According to Dr Loh, ethnic groups with dark skin tones such as some Asians, Africans and Polynesians may have a higher risk than Caucasians of PAH as “they tend to have thicker skin and denser fat deposits”. “Males are more likely than females for the same reasons,” he said.
However, Dr Loh’s hypothesised profile of the typical PAH patient does not match the supermodel at all. What does it mean then? “We don’t have the actual answers as PAH is a rare and new phenomenon,” he said. “There isn’t much found in medical literature.”
CAN PAH BE TREATED?
Yes, it can, according to Dr Loh. But it will involve the invasive techniques that patients wanted to avoid in the first place such as liposuction. You wouldn’t want to use another non-invasive method to treat PAH, he explained, as it may, “in theory, cause a similar reaction with the fat cell deposits expanding instead of dying”. “Only when we physically remove the fat deposits do we then resolve the problem,” he said.

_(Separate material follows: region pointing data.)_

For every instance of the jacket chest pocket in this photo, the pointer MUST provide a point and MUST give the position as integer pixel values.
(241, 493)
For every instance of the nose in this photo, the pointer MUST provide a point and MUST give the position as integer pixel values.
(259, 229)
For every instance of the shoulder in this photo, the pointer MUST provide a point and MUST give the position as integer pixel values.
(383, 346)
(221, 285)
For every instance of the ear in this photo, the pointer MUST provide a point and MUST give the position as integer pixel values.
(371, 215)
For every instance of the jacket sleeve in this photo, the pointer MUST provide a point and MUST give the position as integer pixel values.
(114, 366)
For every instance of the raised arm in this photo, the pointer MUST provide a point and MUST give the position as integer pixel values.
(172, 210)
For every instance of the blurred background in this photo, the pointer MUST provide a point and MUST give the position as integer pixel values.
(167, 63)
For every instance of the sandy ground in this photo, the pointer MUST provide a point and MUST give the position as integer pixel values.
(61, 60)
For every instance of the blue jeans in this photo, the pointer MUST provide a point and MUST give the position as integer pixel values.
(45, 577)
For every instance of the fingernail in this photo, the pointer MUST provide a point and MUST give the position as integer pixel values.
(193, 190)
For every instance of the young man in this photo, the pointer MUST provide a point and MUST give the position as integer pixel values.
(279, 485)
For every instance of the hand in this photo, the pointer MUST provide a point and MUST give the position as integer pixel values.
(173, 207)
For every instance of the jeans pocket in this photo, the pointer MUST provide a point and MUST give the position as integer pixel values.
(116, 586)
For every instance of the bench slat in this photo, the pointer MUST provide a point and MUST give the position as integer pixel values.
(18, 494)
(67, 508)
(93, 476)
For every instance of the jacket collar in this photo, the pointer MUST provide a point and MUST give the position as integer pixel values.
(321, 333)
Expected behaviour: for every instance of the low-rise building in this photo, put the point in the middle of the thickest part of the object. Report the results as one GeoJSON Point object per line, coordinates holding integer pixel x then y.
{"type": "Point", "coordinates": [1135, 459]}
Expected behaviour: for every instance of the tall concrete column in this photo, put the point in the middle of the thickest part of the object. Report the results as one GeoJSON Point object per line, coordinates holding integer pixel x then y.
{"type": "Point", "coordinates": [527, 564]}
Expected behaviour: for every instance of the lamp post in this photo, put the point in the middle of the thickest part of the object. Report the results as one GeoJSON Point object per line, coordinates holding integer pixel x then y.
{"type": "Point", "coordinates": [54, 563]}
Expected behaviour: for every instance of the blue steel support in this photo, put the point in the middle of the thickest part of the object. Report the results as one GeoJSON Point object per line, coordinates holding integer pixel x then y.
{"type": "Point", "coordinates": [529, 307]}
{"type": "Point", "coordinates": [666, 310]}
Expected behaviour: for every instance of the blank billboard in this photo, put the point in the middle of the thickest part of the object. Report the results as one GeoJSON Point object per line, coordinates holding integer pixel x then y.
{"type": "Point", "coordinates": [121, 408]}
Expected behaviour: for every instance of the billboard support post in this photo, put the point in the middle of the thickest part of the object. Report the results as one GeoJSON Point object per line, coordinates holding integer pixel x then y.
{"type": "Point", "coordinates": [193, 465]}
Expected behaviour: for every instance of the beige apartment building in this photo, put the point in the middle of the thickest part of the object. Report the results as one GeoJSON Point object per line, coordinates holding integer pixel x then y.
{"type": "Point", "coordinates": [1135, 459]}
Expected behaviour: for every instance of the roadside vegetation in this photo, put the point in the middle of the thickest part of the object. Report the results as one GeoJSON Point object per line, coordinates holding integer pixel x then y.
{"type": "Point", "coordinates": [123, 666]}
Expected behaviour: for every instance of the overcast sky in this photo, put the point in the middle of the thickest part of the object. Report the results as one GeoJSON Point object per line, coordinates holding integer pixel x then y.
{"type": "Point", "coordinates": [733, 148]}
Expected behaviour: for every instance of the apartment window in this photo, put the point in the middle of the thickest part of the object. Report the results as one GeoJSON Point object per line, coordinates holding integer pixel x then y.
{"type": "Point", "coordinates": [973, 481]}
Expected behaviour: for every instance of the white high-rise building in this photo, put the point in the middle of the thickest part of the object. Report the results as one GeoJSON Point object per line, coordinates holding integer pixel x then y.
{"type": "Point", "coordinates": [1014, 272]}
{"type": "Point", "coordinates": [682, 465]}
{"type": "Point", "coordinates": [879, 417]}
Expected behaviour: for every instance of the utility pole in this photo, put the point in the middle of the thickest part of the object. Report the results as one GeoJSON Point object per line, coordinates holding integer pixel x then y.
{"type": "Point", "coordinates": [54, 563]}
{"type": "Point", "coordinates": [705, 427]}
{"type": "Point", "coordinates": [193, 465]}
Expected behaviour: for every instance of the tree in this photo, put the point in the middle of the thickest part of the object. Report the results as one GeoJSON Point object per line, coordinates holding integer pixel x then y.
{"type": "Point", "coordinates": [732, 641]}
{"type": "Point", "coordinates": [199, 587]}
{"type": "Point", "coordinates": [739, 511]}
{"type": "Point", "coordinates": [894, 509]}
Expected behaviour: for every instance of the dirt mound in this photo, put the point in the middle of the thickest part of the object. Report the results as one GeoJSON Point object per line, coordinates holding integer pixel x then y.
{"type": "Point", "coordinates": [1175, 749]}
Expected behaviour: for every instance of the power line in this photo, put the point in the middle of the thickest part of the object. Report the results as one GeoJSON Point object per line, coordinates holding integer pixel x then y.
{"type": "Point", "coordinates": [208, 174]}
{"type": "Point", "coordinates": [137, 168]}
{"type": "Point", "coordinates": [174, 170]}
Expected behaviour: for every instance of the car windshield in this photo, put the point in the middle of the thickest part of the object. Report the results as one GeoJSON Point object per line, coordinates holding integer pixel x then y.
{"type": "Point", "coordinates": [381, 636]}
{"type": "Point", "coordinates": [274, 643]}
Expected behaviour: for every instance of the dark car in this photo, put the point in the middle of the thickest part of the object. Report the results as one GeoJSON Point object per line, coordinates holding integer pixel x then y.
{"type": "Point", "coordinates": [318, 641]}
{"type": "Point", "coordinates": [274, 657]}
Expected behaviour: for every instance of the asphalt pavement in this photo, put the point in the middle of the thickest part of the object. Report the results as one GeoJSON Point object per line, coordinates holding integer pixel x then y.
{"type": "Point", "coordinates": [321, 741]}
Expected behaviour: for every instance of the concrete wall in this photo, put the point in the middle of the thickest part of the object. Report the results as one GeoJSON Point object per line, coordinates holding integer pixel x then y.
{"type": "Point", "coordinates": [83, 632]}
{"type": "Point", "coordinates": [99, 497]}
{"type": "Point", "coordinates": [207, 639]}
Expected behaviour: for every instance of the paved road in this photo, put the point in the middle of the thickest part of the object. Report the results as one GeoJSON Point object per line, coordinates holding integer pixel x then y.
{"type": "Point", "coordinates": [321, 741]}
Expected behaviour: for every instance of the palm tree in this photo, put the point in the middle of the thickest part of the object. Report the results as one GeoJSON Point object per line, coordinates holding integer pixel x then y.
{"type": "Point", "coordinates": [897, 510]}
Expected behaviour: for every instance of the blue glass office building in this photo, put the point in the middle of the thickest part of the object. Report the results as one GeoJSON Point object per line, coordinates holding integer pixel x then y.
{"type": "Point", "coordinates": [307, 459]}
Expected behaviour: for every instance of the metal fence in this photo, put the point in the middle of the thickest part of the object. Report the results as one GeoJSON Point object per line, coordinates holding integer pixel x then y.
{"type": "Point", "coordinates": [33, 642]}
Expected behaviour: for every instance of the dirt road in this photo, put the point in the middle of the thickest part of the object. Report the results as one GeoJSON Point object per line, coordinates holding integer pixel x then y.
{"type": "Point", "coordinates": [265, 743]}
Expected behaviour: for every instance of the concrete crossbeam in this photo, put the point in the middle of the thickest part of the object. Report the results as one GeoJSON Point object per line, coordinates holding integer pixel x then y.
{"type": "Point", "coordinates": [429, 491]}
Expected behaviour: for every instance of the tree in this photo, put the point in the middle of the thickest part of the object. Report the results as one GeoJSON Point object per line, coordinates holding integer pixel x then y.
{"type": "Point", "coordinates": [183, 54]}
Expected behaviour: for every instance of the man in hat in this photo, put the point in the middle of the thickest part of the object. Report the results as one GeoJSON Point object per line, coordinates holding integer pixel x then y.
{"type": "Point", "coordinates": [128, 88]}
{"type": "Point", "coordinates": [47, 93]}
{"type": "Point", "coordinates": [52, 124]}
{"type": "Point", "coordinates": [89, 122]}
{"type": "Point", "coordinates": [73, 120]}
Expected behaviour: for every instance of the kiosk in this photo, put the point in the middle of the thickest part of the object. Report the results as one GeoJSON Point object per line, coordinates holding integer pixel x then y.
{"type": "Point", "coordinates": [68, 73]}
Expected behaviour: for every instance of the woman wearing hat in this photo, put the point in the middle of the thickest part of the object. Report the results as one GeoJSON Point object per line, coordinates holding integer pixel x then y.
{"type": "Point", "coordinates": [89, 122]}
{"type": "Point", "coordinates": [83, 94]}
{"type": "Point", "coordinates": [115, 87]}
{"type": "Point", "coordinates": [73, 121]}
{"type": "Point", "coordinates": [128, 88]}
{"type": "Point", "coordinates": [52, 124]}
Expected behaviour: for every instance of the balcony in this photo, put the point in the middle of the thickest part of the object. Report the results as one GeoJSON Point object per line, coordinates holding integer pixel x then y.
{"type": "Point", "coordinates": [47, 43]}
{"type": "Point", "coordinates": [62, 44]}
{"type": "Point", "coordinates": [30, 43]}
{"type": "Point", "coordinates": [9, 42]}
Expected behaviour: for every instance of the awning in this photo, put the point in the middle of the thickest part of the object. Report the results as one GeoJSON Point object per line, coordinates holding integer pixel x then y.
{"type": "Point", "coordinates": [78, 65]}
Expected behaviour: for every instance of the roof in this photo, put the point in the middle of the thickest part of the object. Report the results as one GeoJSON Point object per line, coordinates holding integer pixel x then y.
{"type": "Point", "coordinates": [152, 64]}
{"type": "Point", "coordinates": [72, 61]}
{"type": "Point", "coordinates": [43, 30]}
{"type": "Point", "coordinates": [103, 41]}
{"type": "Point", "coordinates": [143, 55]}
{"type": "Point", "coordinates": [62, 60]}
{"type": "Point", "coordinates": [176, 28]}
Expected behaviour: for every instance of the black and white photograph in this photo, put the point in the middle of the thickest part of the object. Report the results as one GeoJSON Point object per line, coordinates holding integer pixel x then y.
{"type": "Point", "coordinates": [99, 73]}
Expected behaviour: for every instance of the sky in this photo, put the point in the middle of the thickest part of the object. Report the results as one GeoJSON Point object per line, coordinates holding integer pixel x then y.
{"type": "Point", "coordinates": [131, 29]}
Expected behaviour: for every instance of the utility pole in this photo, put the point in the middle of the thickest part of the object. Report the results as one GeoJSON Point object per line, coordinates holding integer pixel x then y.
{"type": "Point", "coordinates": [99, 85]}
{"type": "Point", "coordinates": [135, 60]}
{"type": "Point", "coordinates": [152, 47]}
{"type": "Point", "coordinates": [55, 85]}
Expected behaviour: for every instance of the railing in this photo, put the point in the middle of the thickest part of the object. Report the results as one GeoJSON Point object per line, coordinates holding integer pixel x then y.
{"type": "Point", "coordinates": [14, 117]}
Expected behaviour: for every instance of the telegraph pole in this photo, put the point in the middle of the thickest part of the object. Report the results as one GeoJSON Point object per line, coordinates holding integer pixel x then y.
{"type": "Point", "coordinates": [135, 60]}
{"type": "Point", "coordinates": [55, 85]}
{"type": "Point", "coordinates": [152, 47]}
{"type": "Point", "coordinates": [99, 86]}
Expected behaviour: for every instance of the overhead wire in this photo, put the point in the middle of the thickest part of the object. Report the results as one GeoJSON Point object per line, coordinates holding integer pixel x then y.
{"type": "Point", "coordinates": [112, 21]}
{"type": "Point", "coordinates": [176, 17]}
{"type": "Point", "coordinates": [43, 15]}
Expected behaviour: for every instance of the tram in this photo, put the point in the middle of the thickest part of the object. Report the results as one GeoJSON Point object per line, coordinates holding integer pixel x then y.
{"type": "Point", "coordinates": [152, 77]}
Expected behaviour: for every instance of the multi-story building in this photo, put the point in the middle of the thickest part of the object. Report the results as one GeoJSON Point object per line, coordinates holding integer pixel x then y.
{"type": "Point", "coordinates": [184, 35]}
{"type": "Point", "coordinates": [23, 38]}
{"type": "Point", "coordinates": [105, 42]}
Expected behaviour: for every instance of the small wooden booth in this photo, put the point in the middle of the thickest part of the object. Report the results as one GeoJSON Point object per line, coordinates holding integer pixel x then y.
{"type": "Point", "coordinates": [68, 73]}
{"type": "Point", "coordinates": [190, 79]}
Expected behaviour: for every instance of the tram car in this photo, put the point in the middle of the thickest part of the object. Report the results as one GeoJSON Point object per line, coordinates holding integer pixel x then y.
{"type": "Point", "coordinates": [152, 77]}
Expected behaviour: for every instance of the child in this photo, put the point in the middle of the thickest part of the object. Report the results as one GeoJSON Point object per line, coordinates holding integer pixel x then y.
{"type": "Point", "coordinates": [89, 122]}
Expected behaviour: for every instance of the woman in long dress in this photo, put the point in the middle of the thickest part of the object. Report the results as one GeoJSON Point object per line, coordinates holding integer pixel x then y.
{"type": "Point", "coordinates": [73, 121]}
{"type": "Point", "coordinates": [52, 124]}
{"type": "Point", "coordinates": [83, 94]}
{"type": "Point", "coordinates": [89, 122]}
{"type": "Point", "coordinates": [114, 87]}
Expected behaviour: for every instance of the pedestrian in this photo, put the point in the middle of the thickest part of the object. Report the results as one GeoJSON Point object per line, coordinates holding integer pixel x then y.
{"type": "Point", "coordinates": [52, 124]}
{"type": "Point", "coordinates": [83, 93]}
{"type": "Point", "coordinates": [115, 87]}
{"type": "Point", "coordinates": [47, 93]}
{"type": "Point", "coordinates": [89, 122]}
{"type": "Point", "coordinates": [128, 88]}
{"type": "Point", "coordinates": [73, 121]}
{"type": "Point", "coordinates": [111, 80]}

Even so, you’ll want to wait and see first before going straight for the cannula. “We know that the dense fibrous tissue in PAH is a reaction to the thermal shock of CoolSculpting,” said Dr Loh. “So, in the absence of any further shocks, it may gradually resolve. But how long will it take to resolve, if at all, we don’t really have the answers yet.”
The best treatment result is also often had after the affected area has softened first, according to Dr Liu. This normally occurs in six to nine months after the initial cryolipolysis procedure, she said. Then, fat-removal procedures such as power-assisted liposuction, vaser liposuction, liposuction or abdominoplasty (aka tummy tuck) may be used.
Dr Loh’s first PAH patient, for instance, waited nine months. It was only after the “PAH did not change a single bit” that he decided on a fat-removal procedure. The PAH was “successfully removed” after two rounds of treatment, followed by wearing a compression garment to bring down “the usual two to three weeks of swelling”. The second patient required only one round of fat-removal treatment; the last patient opted to “wait and see” but did not return for further treatment.